Document image classification remains a popular research area because it can be commercialized in many enterprise applications across different industries. Recent advancements in large pre-trained computer vision and language models and graph neural networks has lent document image classification many tools. However using large pre-trained models usually requires substantial computing resources which could defeat the cost-saving advantages of automatic document image classification. In the paper we propose an efficient document image classification framework that uses graph convolution neural networks and incorporates textual, visual and layout information of the document. We have rigorously benchmarked our proposed algorithm against several state-of-art vision and language models on both publicly available dataset and a real-life insurance document classification dataset. Empirical results on both publicly available and real-world data show that our methods achieve near SOTA performance yet require much less computing resources and time for model training and inference.
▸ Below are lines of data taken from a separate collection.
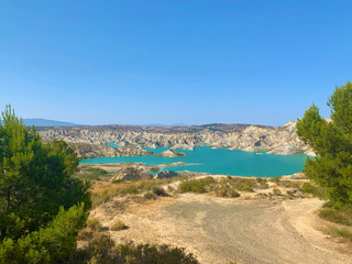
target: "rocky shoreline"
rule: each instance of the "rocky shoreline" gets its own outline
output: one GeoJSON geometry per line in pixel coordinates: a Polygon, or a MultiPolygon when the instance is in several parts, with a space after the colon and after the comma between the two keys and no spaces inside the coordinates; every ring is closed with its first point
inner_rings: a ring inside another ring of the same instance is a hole
{"type": "MultiPolygon", "coordinates": [[[[233,127],[233,130],[219,130],[216,125],[206,127],[196,132],[172,129],[165,131],[152,130],[148,127],[82,127],[82,128],[52,128],[41,131],[44,141],[64,140],[75,146],[77,154],[82,157],[98,156],[134,156],[152,155],[142,147],[170,147],[172,150],[194,150],[195,146],[209,145],[213,148],[243,150],[251,152],[267,151],[277,155],[293,155],[305,153],[315,155],[311,148],[301,142],[296,134],[296,122],[288,122],[283,127],[244,125],[233,127]],[[138,129],[136,129],[138,128],[138,129]],[[161,132],[162,131],[162,132],[161,132]],[[108,146],[116,143],[119,148],[108,146]]],[[[222,128],[222,127],[221,127],[222,128]]]]}

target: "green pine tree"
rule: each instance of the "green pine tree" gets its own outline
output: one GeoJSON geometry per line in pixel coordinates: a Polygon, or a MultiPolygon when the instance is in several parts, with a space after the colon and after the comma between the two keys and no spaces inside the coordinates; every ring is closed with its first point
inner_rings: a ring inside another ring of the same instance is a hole
{"type": "Polygon", "coordinates": [[[352,84],[337,87],[328,101],[331,121],[312,105],[297,122],[297,134],[317,157],[304,173],[324,188],[332,205],[352,208],[352,84]]]}
{"type": "Polygon", "coordinates": [[[6,108],[0,119],[0,263],[68,257],[90,208],[89,184],[72,177],[77,166],[65,142],[43,143],[34,128],[6,108]]]}

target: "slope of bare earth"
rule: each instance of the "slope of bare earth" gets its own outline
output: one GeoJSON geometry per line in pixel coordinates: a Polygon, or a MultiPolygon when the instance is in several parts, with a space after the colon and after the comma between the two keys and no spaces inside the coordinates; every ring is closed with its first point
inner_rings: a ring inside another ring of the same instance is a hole
{"type": "Polygon", "coordinates": [[[117,220],[130,227],[110,231],[117,242],[183,246],[200,263],[352,263],[346,245],[319,231],[316,211],[322,201],[315,198],[274,202],[183,194],[130,201],[123,209],[119,199],[90,215],[105,227],[117,220]]]}

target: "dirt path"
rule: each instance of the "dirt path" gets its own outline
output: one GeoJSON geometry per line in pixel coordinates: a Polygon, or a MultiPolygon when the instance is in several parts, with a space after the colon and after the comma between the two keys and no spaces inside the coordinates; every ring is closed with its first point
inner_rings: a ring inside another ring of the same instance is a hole
{"type": "Polygon", "coordinates": [[[317,199],[274,204],[205,195],[180,195],[150,205],[132,205],[123,213],[113,202],[92,215],[103,224],[123,220],[129,230],[110,232],[117,242],[184,246],[200,263],[352,263],[341,245],[317,229],[317,199]]]}

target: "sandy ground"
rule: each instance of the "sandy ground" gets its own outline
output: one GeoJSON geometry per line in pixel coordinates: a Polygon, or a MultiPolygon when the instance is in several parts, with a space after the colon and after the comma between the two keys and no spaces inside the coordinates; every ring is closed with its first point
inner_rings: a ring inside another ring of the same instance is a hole
{"type": "MultiPolygon", "coordinates": [[[[183,194],[146,204],[116,198],[91,212],[117,242],[167,243],[186,248],[200,263],[352,263],[346,245],[319,229],[315,198],[283,202],[183,194]],[[124,206],[122,206],[124,205],[124,206]]],[[[131,199],[131,198],[128,198],[131,199]]]]}

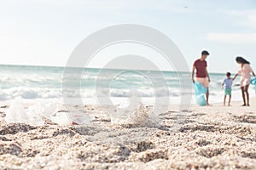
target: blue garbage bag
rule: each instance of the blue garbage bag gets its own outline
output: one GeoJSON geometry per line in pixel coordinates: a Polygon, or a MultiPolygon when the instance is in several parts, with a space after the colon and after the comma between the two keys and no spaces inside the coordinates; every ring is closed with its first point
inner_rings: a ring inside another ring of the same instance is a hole
{"type": "Polygon", "coordinates": [[[207,105],[207,100],[205,94],[207,92],[207,88],[199,82],[194,83],[195,95],[197,105],[202,106],[207,105]]]}

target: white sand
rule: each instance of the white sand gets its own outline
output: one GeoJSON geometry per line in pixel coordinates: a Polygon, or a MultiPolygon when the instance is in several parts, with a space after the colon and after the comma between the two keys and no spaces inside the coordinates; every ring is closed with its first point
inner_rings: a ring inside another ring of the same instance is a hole
{"type": "Polygon", "coordinates": [[[256,99],[251,107],[240,104],[192,106],[176,131],[175,106],[154,120],[143,108],[123,124],[96,105],[86,106],[93,122],[84,126],[2,120],[0,169],[256,169],[256,99]]]}

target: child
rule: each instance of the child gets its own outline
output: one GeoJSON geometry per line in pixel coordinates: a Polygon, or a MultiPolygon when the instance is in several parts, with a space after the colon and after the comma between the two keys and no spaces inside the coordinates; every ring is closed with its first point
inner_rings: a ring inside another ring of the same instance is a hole
{"type": "Polygon", "coordinates": [[[224,88],[225,93],[224,105],[226,105],[226,97],[230,95],[229,106],[230,106],[233,79],[231,78],[231,73],[227,72],[226,76],[227,78],[225,78],[222,83],[222,88],[224,88]]]}

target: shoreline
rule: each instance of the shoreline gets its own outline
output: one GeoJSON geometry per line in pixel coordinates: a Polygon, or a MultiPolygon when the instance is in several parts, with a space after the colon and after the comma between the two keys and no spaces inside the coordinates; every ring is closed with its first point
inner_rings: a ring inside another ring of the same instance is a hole
{"type": "MultiPolygon", "coordinates": [[[[97,105],[73,105],[90,116],[91,123],[85,125],[61,126],[44,119],[44,125],[36,127],[2,120],[0,167],[255,169],[256,105],[239,104],[192,105],[186,115],[173,106],[158,117],[151,117],[145,106],[125,122],[113,122],[97,105]],[[171,130],[172,123],[179,125],[177,129],[171,130]]],[[[2,117],[7,107],[0,108],[2,117]]]]}

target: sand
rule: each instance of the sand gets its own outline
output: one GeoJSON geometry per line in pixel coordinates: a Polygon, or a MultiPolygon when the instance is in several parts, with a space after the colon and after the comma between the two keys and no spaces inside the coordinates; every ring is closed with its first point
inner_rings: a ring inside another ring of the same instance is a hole
{"type": "MultiPolygon", "coordinates": [[[[151,119],[143,107],[143,118],[120,124],[97,105],[80,108],[92,117],[86,125],[2,119],[0,169],[256,169],[256,100],[240,104],[192,106],[177,129],[177,106],[151,119]]],[[[0,117],[8,108],[2,105],[0,117]]]]}

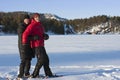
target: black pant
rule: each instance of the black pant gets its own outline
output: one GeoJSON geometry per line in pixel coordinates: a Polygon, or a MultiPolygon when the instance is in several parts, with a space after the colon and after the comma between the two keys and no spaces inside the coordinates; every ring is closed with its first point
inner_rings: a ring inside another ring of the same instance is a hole
{"type": "Polygon", "coordinates": [[[45,75],[52,76],[52,72],[49,67],[49,58],[44,47],[37,47],[34,49],[35,55],[37,56],[37,63],[33,71],[33,76],[36,77],[39,75],[40,68],[43,66],[45,75]]]}
{"type": "MultiPolygon", "coordinates": [[[[32,52],[32,49],[30,49],[30,51],[32,52]]],[[[30,70],[30,66],[31,66],[32,56],[30,56],[31,53],[23,52],[21,48],[19,48],[19,53],[20,53],[21,63],[20,63],[20,67],[19,67],[18,77],[23,77],[24,75],[30,74],[29,70],[30,70]]]]}

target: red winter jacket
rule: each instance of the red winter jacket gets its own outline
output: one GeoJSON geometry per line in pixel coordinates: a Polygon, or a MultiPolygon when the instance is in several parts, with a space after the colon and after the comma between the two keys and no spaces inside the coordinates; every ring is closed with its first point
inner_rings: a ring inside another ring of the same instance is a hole
{"type": "Polygon", "coordinates": [[[26,28],[22,34],[22,44],[28,43],[28,36],[39,36],[39,40],[30,41],[31,48],[44,46],[44,27],[41,22],[31,21],[31,24],[26,28]]]}

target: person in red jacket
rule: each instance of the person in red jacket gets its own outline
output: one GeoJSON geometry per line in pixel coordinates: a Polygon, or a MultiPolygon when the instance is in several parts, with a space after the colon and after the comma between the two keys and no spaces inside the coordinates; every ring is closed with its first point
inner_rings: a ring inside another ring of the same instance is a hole
{"type": "Polygon", "coordinates": [[[22,35],[22,45],[24,46],[24,49],[27,49],[26,45],[28,45],[29,42],[28,36],[36,36],[38,38],[37,40],[35,39],[30,41],[31,48],[34,49],[35,55],[37,57],[37,63],[32,73],[32,78],[39,76],[39,71],[42,66],[44,67],[46,76],[54,76],[50,70],[49,58],[44,47],[44,39],[46,38],[45,35],[46,34],[44,31],[44,27],[40,22],[40,15],[38,13],[33,14],[31,24],[26,28],[22,35]]]}

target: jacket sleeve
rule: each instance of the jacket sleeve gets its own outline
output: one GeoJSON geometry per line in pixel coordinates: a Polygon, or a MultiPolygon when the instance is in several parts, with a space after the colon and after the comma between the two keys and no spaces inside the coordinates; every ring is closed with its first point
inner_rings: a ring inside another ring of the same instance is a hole
{"type": "Polygon", "coordinates": [[[33,25],[30,24],[22,34],[22,44],[29,43],[28,36],[32,33],[33,25]]]}

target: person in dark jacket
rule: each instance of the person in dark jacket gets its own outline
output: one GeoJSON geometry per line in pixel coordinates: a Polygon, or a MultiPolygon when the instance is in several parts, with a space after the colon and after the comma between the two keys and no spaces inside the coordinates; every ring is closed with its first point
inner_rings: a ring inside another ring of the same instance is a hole
{"type": "Polygon", "coordinates": [[[35,55],[37,56],[37,63],[32,73],[32,78],[36,78],[39,76],[39,71],[42,66],[44,68],[45,75],[48,77],[53,77],[54,75],[52,74],[49,67],[49,58],[44,47],[44,40],[48,39],[49,36],[45,34],[44,27],[40,22],[40,15],[38,13],[35,13],[33,15],[31,24],[26,28],[22,35],[23,46],[26,46],[28,44],[29,35],[39,37],[38,40],[32,40],[30,42],[31,48],[34,49],[35,55]]]}
{"type": "Polygon", "coordinates": [[[22,34],[29,24],[30,24],[30,16],[25,15],[24,22],[20,24],[20,26],[17,29],[18,48],[19,48],[20,59],[21,59],[18,78],[22,78],[24,76],[30,75],[29,70],[31,66],[31,60],[32,60],[32,57],[34,57],[34,53],[32,48],[30,48],[30,45],[27,46],[27,50],[24,50],[24,47],[22,46],[22,34]]]}

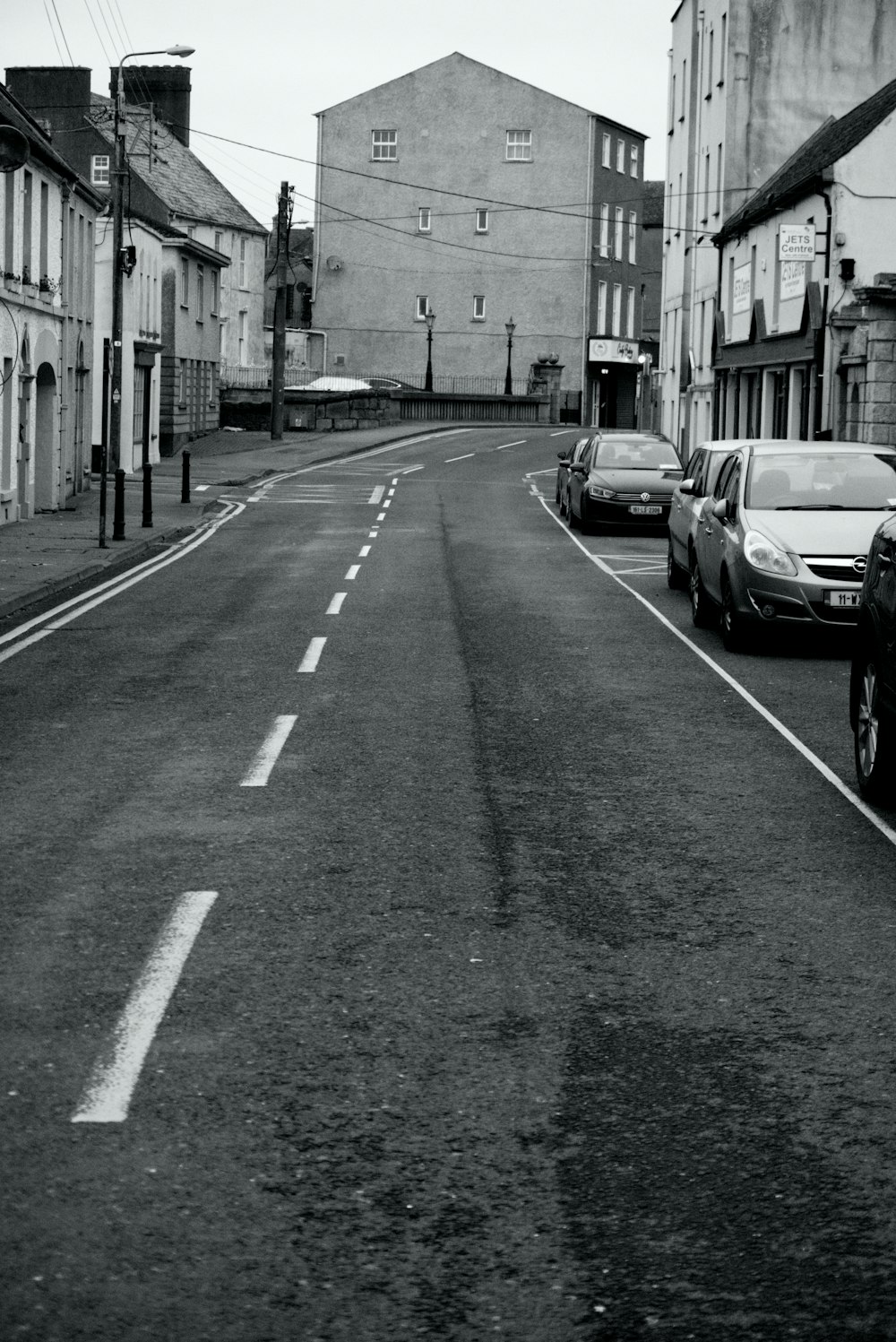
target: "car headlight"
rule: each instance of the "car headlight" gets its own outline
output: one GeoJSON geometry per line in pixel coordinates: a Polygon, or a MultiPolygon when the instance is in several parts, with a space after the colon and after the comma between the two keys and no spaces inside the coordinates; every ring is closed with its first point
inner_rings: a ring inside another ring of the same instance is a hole
{"type": "Polygon", "coordinates": [[[747,531],[743,538],[743,553],[747,562],[752,564],[754,569],[762,569],[763,573],[778,573],[789,578],[797,576],[797,566],[790,556],[773,545],[762,531],[747,531]]]}

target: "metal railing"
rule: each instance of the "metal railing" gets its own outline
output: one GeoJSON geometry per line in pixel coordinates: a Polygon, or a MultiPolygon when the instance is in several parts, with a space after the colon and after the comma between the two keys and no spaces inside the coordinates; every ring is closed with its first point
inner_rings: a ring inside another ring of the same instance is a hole
{"type": "MultiPolygon", "coordinates": [[[[334,389],[338,389],[338,380],[346,378],[353,382],[372,382],[374,389],[381,389],[385,382],[396,382],[394,391],[412,391],[423,392],[425,374],[424,373],[393,373],[393,372],[377,372],[377,373],[357,373],[349,372],[345,368],[333,369],[329,373],[322,373],[319,369],[313,368],[290,368],[287,365],[284,372],[284,385],[292,388],[294,391],[302,391],[310,382],[318,378],[326,377],[333,378],[334,389]]],[[[271,365],[270,364],[255,364],[255,365],[232,365],[221,364],[220,369],[220,385],[223,388],[237,388],[245,391],[264,391],[271,385],[271,365]]],[[[390,388],[385,388],[389,391],[390,388]]],[[[503,396],[504,395],[504,378],[503,377],[482,377],[479,374],[467,373],[444,373],[436,374],[432,380],[433,393],[445,393],[449,396],[503,396]]],[[[515,377],[512,380],[512,395],[526,396],[528,393],[528,378],[515,377]]]]}

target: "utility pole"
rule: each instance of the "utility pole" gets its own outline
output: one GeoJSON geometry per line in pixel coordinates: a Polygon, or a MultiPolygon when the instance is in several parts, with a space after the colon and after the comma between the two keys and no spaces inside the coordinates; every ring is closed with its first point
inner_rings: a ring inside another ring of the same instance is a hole
{"type": "Polygon", "coordinates": [[[274,366],[271,369],[271,437],[283,437],[283,386],[286,381],[286,280],[290,264],[291,188],[280,183],[276,207],[276,298],[274,301],[274,366]]]}

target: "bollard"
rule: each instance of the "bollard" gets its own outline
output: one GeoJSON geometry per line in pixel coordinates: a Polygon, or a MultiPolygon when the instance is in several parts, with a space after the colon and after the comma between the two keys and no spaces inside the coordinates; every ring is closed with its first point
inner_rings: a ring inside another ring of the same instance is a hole
{"type": "Polygon", "coordinates": [[[125,539],[125,471],[115,471],[115,513],[113,517],[113,541],[125,539]]]}
{"type": "Polygon", "coordinates": [[[144,526],[153,525],[153,468],[144,466],[144,526]]]}

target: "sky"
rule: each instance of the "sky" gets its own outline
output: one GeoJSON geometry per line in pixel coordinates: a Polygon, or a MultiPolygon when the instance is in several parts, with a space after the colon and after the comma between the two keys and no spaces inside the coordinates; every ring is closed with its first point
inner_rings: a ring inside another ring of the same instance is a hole
{"type": "Polygon", "coordinates": [[[7,0],[0,71],[87,66],[93,91],[107,94],[109,67],[127,52],[194,47],[190,149],[270,227],[283,181],[294,223],[314,219],[315,113],[452,51],[644,133],[645,177],[663,178],[677,3],[7,0]]]}

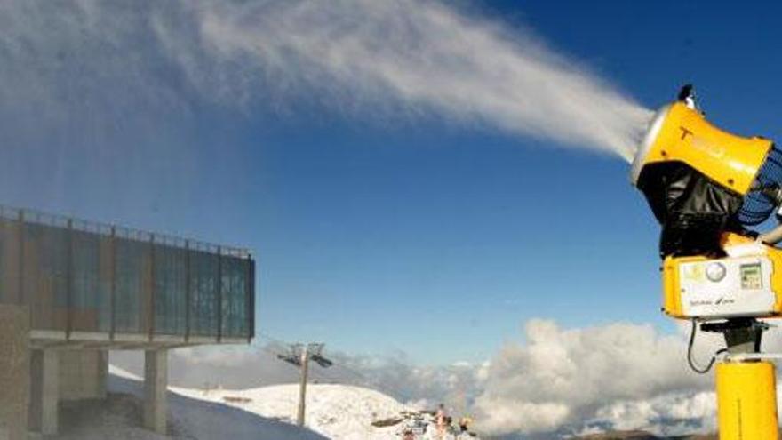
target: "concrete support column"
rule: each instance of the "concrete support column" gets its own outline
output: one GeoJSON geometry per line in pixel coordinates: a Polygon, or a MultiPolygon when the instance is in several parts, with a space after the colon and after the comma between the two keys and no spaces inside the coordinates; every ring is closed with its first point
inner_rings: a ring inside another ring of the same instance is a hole
{"type": "Polygon", "coordinates": [[[30,428],[44,436],[57,434],[60,402],[60,356],[55,350],[33,350],[30,357],[30,428]]]}
{"type": "Polygon", "coordinates": [[[144,355],[144,426],[166,434],[168,350],[148,350],[144,355]]]}
{"type": "Polygon", "coordinates": [[[108,384],[108,351],[98,352],[98,384],[95,394],[98,398],[105,399],[108,384]]]}

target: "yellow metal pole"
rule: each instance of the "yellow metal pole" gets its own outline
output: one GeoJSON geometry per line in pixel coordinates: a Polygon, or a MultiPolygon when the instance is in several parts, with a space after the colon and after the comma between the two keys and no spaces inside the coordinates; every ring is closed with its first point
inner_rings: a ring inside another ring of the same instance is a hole
{"type": "Polygon", "coordinates": [[[720,440],[778,440],[774,364],[718,364],[717,413],[720,440]]]}

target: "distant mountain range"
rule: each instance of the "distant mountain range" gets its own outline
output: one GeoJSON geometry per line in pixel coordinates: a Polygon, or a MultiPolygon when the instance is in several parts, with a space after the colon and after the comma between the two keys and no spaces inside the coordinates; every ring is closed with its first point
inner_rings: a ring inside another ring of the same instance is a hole
{"type": "Polygon", "coordinates": [[[618,431],[605,434],[593,434],[578,437],[579,440],[717,440],[715,434],[681,436],[675,437],[658,437],[646,431],[618,431]]]}

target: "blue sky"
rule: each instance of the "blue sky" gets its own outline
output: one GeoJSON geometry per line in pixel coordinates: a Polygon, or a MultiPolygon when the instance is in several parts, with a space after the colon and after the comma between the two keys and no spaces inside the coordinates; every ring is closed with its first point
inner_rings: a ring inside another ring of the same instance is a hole
{"type": "MultiPolygon", "coordinates": [[[[693,82],[718,124],[782,135],[777,3],[474,5],[649,108],[693,82]]],[[[87,115],[17,132],[8,121],[28,115],[5,108],[0,200],[250,247],[258,328],[351,353],[481,361],[532,317],[673,330],[659,313],[658,226],[622,161],[297,96],[283,108],[158,109],[154,133],[127,122],[133,100],[113,108],[111,127],[87,115]]]]}

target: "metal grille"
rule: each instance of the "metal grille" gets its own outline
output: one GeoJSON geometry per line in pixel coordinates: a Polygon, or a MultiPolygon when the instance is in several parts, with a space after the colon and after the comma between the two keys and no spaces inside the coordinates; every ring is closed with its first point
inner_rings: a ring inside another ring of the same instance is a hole
{"type": "Polygon", "coordinates": [[[766,157],[766,162],[753,185],[754,190],[744,197],[744,204],[738,211],[738,220],[746,226],[754,226],[765,221],[777,207],[774,200],[761,192],[763,188],[782,188],[782,151],[776,146],[766,157]]]}

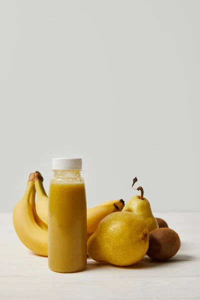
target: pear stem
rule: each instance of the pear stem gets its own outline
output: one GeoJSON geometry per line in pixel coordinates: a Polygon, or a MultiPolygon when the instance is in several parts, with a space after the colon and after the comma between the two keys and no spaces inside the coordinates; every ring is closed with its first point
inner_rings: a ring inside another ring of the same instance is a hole
{"type": "Polygon", "coordinates": [[[141,196],[140,199],[141,200],[144,200],[143,196],[144,196],[144,190],[142,186],[138,186],[137,188],[138,190],[140,190],[141,192],[141,196]]]}
{"type": "Polygon", "coordinates": [[[134,186],[135,183],[137,182],[137,181],[138,181],[138,178],[136,177],[135,177],[132,180],[132,188],[133,187],[133,186],[134,186]]]}

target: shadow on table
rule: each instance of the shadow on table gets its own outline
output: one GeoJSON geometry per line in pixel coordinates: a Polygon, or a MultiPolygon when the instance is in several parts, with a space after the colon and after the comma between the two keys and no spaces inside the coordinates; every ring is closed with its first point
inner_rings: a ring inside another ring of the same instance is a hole
{"type": "Polygon", "coordinates": [[[132,266],[117,266],[110,264],[106,262],[98,262],[93,260],[90,260],[88,261],[86,270],[92,270],[96,268],[98,269],[104,268],[108,267],[108,266],[111,268],[122,268],[134,270],[144,269],[148,268],[156,268],[156,266],[160,266],[162,265],[164,266],[164,265],[167,265],[171,264],[177,264],[180,262],[191,262],[192,260],[194,260],[196,258],[194,256],[178,254],[174,258],[172,258],[169,260],[167,260],[166,262],[156,262],[154,260],[152,260],[150,258],[147,256],[146,256],[141,260],[140,260],[140,262],[139,262],[136,264],[133,264],[132,266]]]}

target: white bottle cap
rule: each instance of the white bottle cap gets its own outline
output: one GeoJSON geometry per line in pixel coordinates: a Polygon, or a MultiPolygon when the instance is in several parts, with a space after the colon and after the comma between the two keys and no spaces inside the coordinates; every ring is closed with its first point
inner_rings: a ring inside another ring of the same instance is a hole
{"type": "Polygon", "coordinates": [[[52,167],[52,170],[82,170],[82,158],[53,158],[52,167]]]}

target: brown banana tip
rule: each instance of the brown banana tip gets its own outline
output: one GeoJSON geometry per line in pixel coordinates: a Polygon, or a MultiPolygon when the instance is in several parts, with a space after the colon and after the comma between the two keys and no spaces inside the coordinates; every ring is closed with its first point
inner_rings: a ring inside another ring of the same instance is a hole
{"type": "Polygon", "coordinates": [[[38,179],[39,180],[40,180],[40,181],[42,181],[42,182],[43,182],[43,181],[44,181],[44,178],[42,176],[41,173],[40,173],[38,171],[36,171],[35,174],[36,174],[36,181],[38,179]]]}
{"type": "Polygon", "coordinates": [[[122,202],[123,205],[124,205],[125,202],[124,201],[123,199],[120,199],[120,202],[122,202]]]}
{"type": "Polygon", "coordinates": [[[114,206],[116,208],[116,210],[120,210],[118,206],[115,203],[114,203],[114,206]]]}
{"type": "Polygon", "coordinates": [[[28,181],[34,182],[36,181],[36,173],[30,173],[28,178],[28,181]]]}

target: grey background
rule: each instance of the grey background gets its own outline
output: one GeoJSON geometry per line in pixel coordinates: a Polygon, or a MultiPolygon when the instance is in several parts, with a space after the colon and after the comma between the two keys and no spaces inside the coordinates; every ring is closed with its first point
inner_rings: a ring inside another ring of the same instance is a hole
{"type": "Polygon", "coordinates": [[[88,206],[200,210],[198,0],[0,0],[1,194],[80,156],[88,206]]]}

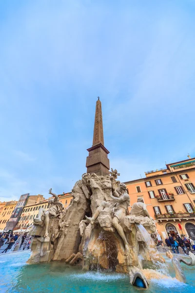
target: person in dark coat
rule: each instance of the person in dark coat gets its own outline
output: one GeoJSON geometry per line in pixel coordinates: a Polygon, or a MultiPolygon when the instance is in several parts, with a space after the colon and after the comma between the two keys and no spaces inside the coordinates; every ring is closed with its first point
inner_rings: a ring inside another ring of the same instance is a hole
{"type": "Polygon", "coordinates": [[[12,248],[13,245],[14,244],[14,242],[15,242],[14,237],[13,237],[11,238],[10,241],[9,242],[8,245],[7,246],[6,248],[5,249],[4,249],[3,251],[2,251],[2,253],[3,253],[4,252],[5,252],[5,253],[6,253],[7,252],[7,251],[8,251],[9,249],[11,249],[12,248]]]}
{"type": "Polygon", "coordinates": [[[2,246],[4,244],[4,242],[5,241],[5,235],[3,235],[3,236],[2,236],[1,237],[1,238],[0,239],[0,249],[1,247],[1,246],[2,246]]]}
{"type": "Polygon", "coordinates": [[[175,244],[175,240],[174,239],[174,237],[171,235],[171,234],[169,234],[169,241],[171,242],[171,247],[172,248],[173,252],[174,252],[174,253],[175,253],[175,250],[176,251],[176,252],[177,252],[177,253],[179,253],[179,251],[178,251],[178,250],[177,249],[177,248],[176,246],[176,245],[175,244]]]}
{"type": "Polygon", "coordinates": [[[167,237],[165,239],[165,243],[168,247],[171,247],[171,244],[168,237],[167,237]]]}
This results in solutions than offer better cost advantages, especially in scalable deployment for enterprise applications. The results showed that our algorithm can achieve classification performance quite close to SOTA. We also provide comprehensive comparisons of computing resources, model sizes, train and inference time between our proposed methods and baselines. In addition we delineate the cost per image using our method and other baselines.